Part-time fasullo è reato di sfruttamento: ecco la sentenza di Cassazione che cambia tutto

Lavorare per più ore di quelle scritte sul contratto è sfruttamento. Per ora era solo un termine abusato e pourparler, adesso è ufficiale anche per la legge: è quanto disposto dal Tribunale di Catanzaro prima e dalla Corte di Cassazione poi con la sentenza 24388/22 del 24 giugno scorso.

Tale decisione innovativa nasce in seguito alla condanna di alcuni datori che facevano figurare i propri lavoratori come part-time nonostante questi lavorassero 48 ore a settimana, senza ferie, giorni di assenza o di permesso. Un part-time fasullo, rispettato però per lo stipendio: la retribuzione, infatti, corrispondeva a quella prevista dal Ccnl per i part-time.

Non contenti della decisione del Tribunale di Catanzaro, gli indagati avevano fatto ricorso in Cassazione sperando in un esito diverso.
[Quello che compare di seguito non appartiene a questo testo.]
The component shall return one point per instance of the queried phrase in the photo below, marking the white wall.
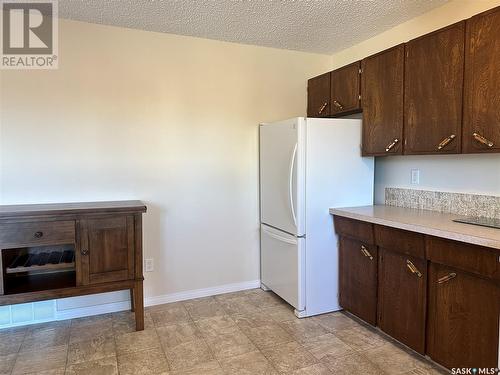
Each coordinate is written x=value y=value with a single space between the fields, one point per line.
x=456 y=173
x=167 y=119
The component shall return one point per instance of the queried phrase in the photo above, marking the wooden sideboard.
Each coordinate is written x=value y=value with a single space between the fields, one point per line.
x=439 y=297
x=50 y=251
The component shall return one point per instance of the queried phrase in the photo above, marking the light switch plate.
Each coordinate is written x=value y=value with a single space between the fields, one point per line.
x=415 y=176
x=148 y=265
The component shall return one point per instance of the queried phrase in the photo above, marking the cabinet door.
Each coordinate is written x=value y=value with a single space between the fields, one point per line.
x=463 y=319
x=434 y=70
x=402 y=298
x=358 y=279
x=318 y=96
x=345 y=90
x=382 y=93
x=482 y=82
x=107 y=249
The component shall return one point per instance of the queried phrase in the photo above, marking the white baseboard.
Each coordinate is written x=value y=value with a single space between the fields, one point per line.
x=198 y=293
x=156 y=300
x=81 y=312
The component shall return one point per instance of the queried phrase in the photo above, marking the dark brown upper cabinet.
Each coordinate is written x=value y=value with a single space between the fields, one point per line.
x=382 y=93
x=481 y=130
x=318 y=96
x=345 y=96
x=434 y=75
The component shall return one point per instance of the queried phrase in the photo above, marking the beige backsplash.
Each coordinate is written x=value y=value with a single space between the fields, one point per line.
x=454 y=203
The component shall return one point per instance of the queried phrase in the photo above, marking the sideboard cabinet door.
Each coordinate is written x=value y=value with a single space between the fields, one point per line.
x=106 y=249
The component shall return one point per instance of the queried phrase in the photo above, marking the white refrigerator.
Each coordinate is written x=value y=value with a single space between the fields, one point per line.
x=308 y=165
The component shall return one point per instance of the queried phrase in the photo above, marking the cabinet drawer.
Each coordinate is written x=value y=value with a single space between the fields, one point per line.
x=400 y=241
x=360 y=230
x=475 y=259
x=37 y=234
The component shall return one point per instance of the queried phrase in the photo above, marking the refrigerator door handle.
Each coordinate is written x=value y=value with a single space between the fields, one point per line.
x=290 y=184
x=280 y=238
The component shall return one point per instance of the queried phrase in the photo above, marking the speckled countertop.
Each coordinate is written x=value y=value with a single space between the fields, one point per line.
x=423 y=221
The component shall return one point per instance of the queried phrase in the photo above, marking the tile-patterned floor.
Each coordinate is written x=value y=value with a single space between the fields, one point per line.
x=251 y=332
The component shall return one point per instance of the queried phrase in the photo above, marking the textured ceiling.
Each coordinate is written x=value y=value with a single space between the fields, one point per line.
x=323 y=26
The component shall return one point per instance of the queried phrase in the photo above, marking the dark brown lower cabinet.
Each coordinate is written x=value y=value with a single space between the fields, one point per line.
x=463 y=319
x=437 y=296
x=358 y=279
x=402 y=298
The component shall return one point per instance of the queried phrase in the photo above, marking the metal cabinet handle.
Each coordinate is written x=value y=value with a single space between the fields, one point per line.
x=446 y=141
x=365 y=252
x=478 y=137
x=413 y=268
x=446 y=278
x=338 y=105
x=391 y=145
x=322 y=108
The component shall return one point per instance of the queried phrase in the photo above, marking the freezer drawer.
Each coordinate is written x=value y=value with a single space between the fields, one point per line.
x=282 y=265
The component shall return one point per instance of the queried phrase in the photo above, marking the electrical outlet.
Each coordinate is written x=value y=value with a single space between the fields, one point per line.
x=148 y=265
x=415 y=176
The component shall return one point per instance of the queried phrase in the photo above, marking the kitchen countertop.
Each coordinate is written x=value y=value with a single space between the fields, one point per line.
x=423 y=221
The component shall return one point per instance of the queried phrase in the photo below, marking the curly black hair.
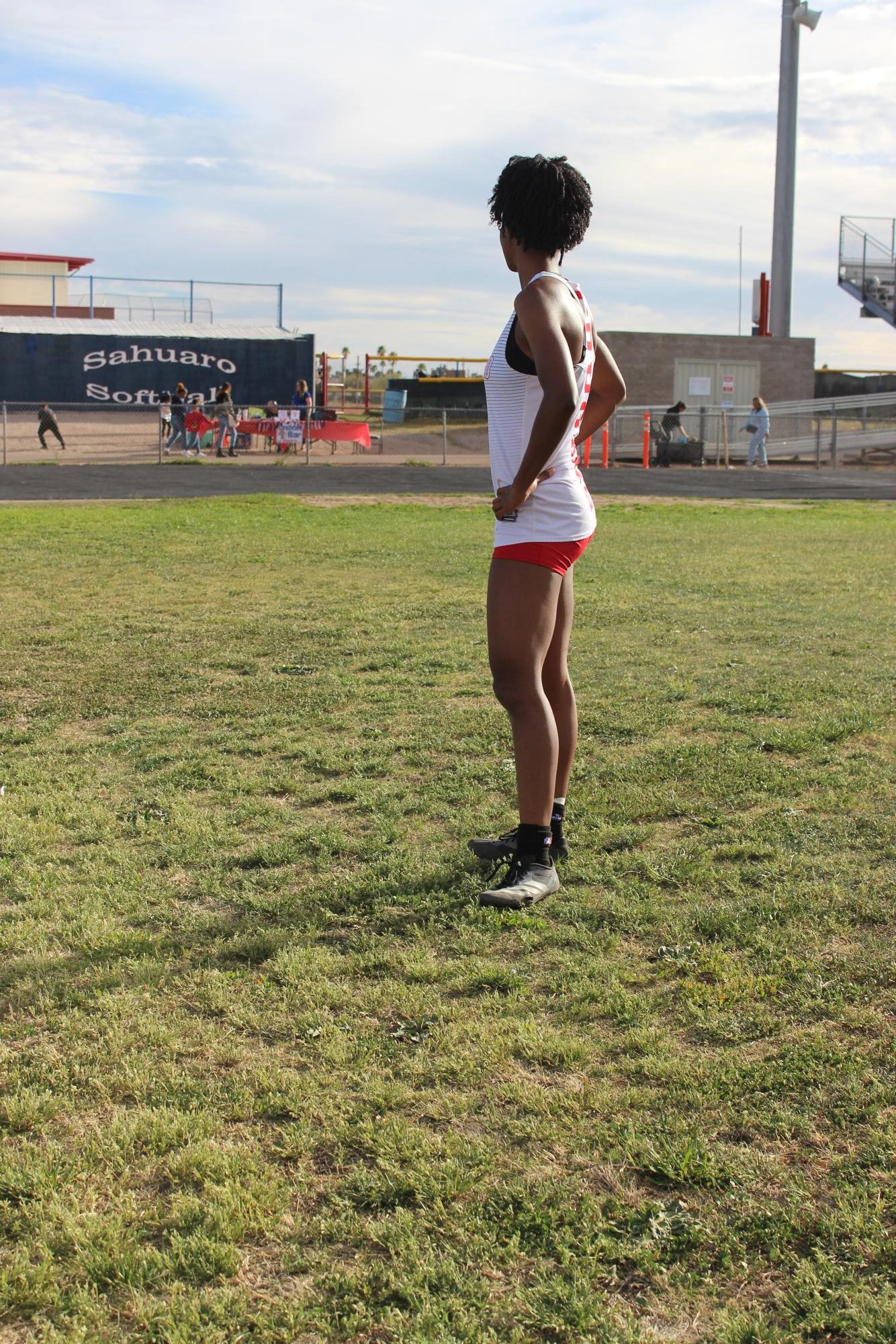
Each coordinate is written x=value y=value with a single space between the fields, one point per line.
x=545 y=204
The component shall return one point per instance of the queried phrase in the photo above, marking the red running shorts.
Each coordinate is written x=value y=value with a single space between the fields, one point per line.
x=553 y=555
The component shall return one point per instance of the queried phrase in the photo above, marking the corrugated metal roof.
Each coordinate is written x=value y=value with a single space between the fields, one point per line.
x=146 y=331
x=73 y=263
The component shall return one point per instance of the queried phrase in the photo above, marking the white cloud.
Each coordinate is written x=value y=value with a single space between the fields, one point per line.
x=351 y=152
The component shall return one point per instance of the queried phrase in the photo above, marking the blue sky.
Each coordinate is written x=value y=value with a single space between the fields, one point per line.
x=350 y=151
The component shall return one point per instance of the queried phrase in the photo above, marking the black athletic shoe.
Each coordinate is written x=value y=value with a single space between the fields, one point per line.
x=526 y=883
x=504 y=847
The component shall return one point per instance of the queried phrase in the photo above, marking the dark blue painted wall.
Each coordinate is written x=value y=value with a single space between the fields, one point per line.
x=138 y=369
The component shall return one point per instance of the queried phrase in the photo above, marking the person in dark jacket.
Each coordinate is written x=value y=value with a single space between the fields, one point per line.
x=48 y=425
x=672 y=422
x=226 y=413
x=178 y=412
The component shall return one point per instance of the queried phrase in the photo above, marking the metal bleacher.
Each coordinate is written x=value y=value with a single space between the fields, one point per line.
x=868 y=265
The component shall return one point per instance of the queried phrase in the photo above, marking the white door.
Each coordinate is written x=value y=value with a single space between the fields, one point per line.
x=695 y=382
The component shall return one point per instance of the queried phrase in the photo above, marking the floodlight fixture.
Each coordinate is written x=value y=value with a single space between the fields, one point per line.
x=795 y=17
x=807 y=17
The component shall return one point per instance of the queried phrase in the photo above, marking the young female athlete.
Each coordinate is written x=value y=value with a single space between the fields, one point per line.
x=550 y=385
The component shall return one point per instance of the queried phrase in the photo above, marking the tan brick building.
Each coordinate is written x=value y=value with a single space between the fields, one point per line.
x=664 y=367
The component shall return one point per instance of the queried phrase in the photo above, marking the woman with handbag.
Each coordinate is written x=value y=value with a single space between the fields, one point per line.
x=758 y=427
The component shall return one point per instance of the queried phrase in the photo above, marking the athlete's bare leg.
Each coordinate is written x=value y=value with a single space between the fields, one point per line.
x=558 y=687
x=522 y=617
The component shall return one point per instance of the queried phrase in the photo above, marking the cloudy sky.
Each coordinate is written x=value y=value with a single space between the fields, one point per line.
x=350 y=150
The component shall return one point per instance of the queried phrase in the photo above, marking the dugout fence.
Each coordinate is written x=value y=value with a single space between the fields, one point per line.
x=823 y=433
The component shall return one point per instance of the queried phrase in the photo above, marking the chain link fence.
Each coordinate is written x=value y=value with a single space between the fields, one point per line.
x=823 y=435
x=854 y=431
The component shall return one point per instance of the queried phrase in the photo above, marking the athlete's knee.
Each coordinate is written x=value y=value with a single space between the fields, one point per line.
x=514 y=690
x=557 y=683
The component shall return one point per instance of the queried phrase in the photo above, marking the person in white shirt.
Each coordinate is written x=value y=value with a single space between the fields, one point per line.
x=550 y=385
x=758 y=425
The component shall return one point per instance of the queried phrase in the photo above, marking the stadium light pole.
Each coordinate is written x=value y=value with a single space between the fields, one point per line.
x=795 y=17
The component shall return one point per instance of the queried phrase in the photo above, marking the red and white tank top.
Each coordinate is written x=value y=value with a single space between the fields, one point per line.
x=561 y=508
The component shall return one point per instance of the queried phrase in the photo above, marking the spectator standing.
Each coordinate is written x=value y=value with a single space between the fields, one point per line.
x=178 y=412
x=226 y=414
x=165 y=416
x=195 y=441
x=671 y=424
x=48 y=424
x=758 y=425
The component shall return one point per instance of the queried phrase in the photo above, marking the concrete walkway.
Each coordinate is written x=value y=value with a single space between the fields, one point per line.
x=46 y=482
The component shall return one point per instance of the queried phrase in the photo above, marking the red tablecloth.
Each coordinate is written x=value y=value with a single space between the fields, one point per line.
x=331 y=432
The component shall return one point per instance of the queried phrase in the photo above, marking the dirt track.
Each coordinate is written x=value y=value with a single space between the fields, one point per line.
x=186 y=480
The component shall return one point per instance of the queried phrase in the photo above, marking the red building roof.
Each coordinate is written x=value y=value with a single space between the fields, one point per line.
x=73 y=263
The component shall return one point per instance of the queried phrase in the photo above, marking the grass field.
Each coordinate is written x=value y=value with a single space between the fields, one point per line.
x=268 y=1071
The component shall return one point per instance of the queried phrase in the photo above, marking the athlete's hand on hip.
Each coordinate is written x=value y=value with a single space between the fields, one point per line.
x=510 y=498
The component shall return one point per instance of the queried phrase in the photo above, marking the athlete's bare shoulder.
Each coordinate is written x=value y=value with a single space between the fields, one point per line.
x=547 y=303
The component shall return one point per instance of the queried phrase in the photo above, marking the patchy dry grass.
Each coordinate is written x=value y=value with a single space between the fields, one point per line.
x=269 y=1073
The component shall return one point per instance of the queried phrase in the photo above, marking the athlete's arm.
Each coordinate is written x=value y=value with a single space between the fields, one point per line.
x=541 y=311
x=608 y=392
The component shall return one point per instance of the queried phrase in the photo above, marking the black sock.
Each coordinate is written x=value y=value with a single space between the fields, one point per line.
x=534 y=843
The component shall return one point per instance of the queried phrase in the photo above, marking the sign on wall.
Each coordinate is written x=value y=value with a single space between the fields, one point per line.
x=96 y=367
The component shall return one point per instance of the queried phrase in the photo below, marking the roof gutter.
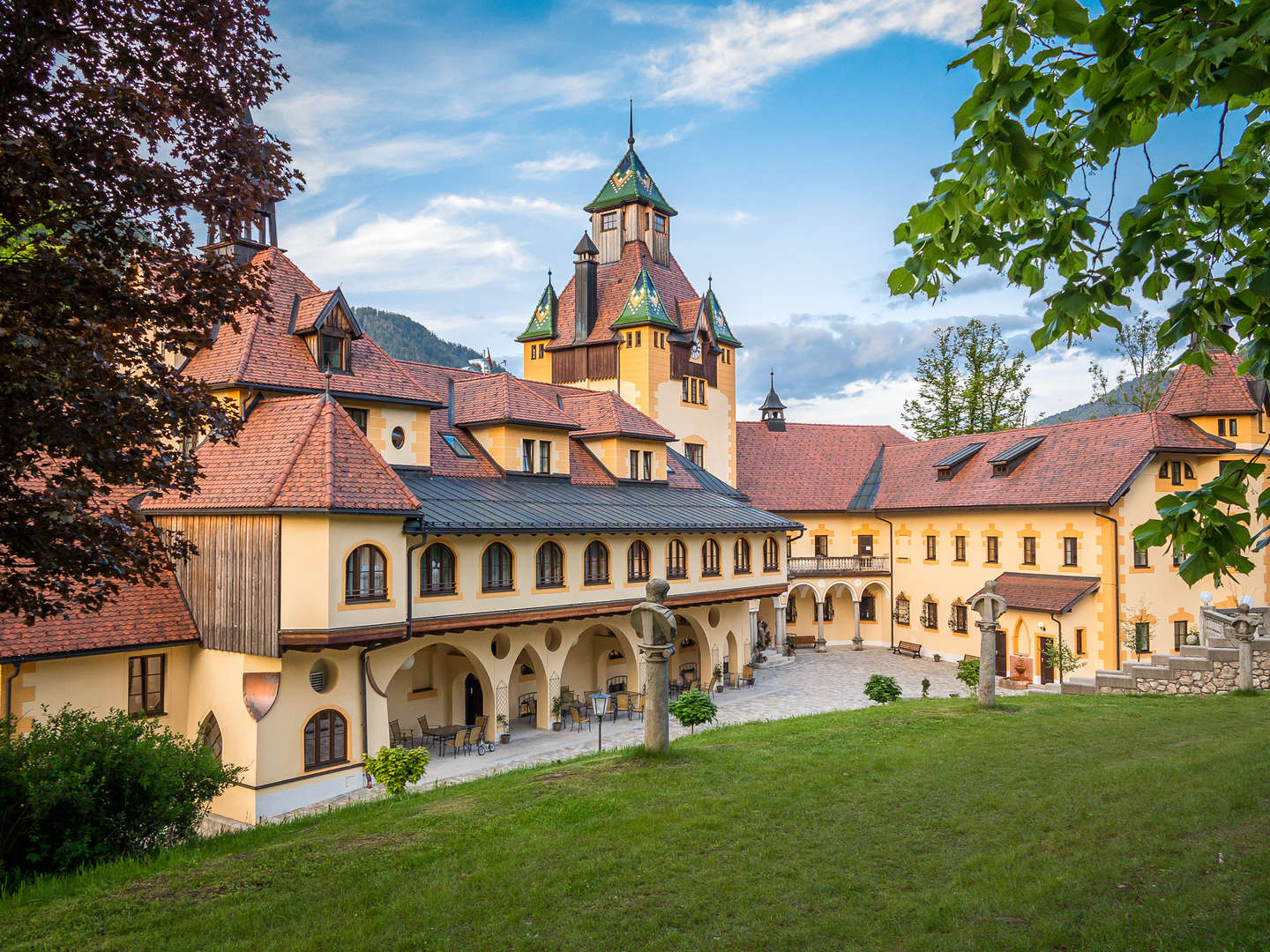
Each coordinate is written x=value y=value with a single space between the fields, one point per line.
x=1116 y=569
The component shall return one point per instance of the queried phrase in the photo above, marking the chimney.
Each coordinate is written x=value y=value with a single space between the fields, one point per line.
x=586 y=294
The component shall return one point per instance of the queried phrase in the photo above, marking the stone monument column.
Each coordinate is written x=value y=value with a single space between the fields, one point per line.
x=990 y=607
x=655 y=628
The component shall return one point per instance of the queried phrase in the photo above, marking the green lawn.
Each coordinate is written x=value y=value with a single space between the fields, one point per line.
x=1056 y=822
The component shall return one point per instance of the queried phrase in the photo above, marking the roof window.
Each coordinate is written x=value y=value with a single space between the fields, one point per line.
x=1005 y=464
x=459 y=449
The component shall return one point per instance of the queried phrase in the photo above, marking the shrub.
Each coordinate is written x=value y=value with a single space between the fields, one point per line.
x=397 y=767
x=968 y=673
x=693 y=707
x=882 y=689
x=78 y=790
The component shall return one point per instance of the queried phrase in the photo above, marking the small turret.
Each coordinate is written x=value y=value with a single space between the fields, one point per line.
x=773 y=407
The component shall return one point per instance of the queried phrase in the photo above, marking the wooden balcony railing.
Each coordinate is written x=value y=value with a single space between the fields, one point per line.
x=839 y=565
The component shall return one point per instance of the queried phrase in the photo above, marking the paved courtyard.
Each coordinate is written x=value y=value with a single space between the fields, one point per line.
x=811 y=684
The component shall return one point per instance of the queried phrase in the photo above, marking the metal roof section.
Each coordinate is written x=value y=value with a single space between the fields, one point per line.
x=707 y=480
x=456 y=505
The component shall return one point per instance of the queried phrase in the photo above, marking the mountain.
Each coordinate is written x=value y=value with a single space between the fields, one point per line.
x=409 y=340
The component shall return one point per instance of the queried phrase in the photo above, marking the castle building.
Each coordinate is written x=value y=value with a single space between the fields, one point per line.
x=392 y=545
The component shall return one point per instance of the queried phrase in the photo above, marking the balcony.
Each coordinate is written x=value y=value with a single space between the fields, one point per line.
x=839 y=565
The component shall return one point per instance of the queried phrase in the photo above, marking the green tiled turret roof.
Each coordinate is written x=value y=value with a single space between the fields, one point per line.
x=630 y=182
x=542 y=323
x=644 y=306
x=723 y=333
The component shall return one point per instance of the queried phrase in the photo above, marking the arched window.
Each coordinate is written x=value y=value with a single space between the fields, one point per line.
x=496 y=569
x=771 y=555
x=710 y=557
x=676 y=560
x=325 y=739
x=366 y=576
x=210 y=735
x=549 y=566
x=594 y=564
x=437 y=570
x=639 y=562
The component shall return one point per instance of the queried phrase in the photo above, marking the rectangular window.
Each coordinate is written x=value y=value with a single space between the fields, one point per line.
x=360 y=417
x=145 y=684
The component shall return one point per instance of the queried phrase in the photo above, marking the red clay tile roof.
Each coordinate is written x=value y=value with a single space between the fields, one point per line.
x=138 y=616
x=501 y=398
x=1044 y=593
x=810 y=466
x=1192 y=392
x=605 y=414
x=1084 y=462
x=586 y=470
x=263 y=353
x=615 y=282
x=294 y=453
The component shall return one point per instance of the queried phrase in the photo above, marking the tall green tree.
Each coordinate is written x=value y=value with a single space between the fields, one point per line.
x=1140 y=387
x=1067 y=103
x=969 y=383
x=121 y=131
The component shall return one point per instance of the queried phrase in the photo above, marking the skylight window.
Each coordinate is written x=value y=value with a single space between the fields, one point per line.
x=459 y=449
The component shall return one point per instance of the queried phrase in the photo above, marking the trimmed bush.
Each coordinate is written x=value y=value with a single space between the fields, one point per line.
x=78 y=790
x=882 y=689
x=693 y=707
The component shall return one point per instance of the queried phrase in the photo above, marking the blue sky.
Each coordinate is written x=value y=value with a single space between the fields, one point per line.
x=450 y=149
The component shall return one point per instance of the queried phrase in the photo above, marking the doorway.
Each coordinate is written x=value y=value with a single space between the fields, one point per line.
x=474 y=700
x=1047 y=669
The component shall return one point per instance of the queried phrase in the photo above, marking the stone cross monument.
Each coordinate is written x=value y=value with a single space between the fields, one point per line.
x=990 y=607
x=655 y=628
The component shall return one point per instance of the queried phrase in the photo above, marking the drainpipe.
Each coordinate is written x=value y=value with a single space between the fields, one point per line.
x=891 y=555
x=1059 y=623
x=409 y=608
x=1116 y=568
x=8 y=687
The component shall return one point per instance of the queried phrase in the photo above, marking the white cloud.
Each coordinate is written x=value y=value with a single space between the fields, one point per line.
x=559 y=164
x=747 y=45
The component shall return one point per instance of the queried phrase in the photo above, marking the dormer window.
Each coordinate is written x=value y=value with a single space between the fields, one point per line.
x=334 y=353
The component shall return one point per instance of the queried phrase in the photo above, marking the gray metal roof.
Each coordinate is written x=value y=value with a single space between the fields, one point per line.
x=467 y=505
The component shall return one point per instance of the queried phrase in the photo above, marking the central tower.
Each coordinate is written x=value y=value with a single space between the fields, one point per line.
x=630 y=322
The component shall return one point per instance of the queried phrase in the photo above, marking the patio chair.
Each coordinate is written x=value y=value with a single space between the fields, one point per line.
x=399 y=738
x=460 y=741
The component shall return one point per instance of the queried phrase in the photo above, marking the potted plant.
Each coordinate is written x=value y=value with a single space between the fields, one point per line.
x=556 y=712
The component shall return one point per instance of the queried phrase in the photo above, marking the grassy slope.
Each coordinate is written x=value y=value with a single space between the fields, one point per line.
x=1065 y=822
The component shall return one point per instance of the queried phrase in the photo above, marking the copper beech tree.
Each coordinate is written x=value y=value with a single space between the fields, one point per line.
x=121 y=131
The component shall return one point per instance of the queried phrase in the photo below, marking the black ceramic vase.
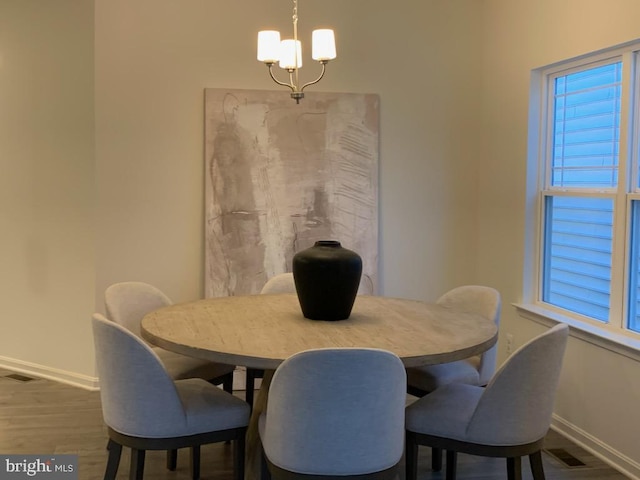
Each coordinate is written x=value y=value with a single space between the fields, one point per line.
x=327 y=277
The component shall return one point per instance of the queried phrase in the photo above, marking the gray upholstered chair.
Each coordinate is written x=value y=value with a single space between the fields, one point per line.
x=476 y=370
x=145 y=409
x=509 y=418
x=128 y=302
x=322 y=423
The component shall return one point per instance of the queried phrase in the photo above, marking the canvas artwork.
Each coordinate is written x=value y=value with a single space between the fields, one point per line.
x=280 y=176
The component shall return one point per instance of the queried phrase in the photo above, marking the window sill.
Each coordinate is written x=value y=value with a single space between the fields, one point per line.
x=615 y=342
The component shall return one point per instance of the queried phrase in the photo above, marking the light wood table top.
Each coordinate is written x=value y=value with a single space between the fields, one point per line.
x=261 y=331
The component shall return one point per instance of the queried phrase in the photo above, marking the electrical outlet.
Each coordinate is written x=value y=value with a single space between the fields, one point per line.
x=509 y=343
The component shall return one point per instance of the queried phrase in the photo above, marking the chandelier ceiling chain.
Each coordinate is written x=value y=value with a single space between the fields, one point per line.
x=288 y=53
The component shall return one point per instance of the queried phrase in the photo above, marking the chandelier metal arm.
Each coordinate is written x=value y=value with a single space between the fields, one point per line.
x=324 y=63
x=273 y=77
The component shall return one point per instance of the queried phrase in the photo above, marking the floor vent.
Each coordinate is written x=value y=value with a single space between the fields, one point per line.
x=19 y=378
x=565 y=457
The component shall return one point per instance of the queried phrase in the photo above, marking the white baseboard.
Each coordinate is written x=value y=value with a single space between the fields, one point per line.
x=625 y=465
x=42 y=371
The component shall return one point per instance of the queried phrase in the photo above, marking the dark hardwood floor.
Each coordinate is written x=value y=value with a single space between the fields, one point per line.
x=44 y=417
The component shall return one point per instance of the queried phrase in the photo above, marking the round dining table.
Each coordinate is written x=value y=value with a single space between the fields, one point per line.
x=261 y=331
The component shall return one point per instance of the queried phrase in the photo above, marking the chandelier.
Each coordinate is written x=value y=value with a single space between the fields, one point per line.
x=288 y=53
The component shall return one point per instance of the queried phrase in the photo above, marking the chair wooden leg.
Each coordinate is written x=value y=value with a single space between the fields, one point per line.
x=239 y=454
x=195 y=462
x=136 y=470
x=227 y=383
x=115 y=449
x=436 y=459
x=535 y=459
x=248 y=393
x=265 y=474
x=172 y=459
x=514 y=468
x=411 y=456
x=452 y=465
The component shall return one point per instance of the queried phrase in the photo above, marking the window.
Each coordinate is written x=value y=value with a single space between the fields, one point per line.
x=588 y=246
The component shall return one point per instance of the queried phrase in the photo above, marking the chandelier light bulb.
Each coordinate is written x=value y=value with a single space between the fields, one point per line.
x=269 y=46
x=323 y=45
x=290 y=54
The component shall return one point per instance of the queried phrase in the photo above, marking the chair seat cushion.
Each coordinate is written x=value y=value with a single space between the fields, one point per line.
x=446 y=412
x=181 y=366
x=431 y=377
x=209 y=408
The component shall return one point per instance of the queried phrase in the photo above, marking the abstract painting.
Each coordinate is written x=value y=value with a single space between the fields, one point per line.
x=280 y=176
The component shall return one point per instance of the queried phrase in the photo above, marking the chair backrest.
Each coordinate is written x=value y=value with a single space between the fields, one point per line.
x=138 y=396
x=483 y=301
x=128 y=302
x=281 y=283
x=336 y=412
x=517 y=404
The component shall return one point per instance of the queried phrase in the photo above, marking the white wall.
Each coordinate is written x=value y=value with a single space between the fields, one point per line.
x=47 y=263
x=155 y=57
x=600 y=392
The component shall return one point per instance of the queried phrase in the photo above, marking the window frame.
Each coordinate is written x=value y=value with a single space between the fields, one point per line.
x=613 y=334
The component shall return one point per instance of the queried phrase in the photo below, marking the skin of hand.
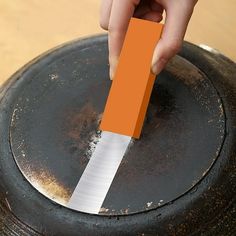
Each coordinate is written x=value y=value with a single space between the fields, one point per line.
x=115 y=16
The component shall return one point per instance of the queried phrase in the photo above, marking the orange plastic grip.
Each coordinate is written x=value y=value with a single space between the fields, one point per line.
x=133 y=81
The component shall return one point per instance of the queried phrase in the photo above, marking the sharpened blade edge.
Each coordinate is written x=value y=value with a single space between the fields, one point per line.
x=99 y=173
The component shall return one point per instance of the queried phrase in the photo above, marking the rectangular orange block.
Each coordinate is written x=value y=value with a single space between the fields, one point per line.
x=133 y=81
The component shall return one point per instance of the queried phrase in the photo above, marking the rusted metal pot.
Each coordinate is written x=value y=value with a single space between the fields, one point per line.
x=177 y=179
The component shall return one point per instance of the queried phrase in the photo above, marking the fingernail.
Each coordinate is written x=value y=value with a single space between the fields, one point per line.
x=111 y=74
x=158 y=66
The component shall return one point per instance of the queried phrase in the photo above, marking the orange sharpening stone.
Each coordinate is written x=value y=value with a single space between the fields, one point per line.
x=133 y=81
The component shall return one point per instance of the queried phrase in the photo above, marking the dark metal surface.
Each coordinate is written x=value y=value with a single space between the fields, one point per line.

Ma niente da fare: anche secondo la Corte, l’azienda aveva utilizzato manodopera in condizioni di sfruttamento approfittando dello stato di bisogno. In pratica, i lavoratori erano stati di fatto costretti ad accettare le condizioni imposte per la necessità di mantenere un’occupazione, non esistendo possibili reali alternative di lavoro.

Ma non solo: confermato il reato di sfruttamento e il sequestro di somme corrispondenti alle retribuzioni non corrisposte ai lavoratori, che i giudici considerano un ingiusto profitto acquisito illegittimamente dagli indagati.

Una sentenza storica e che può fare da apripista per tutti quei lavoratori sfruttati (ora si può dire senza rischiare di esagerare) che intendano percorrere la medesima strada legale per la tutela dei propri diritti.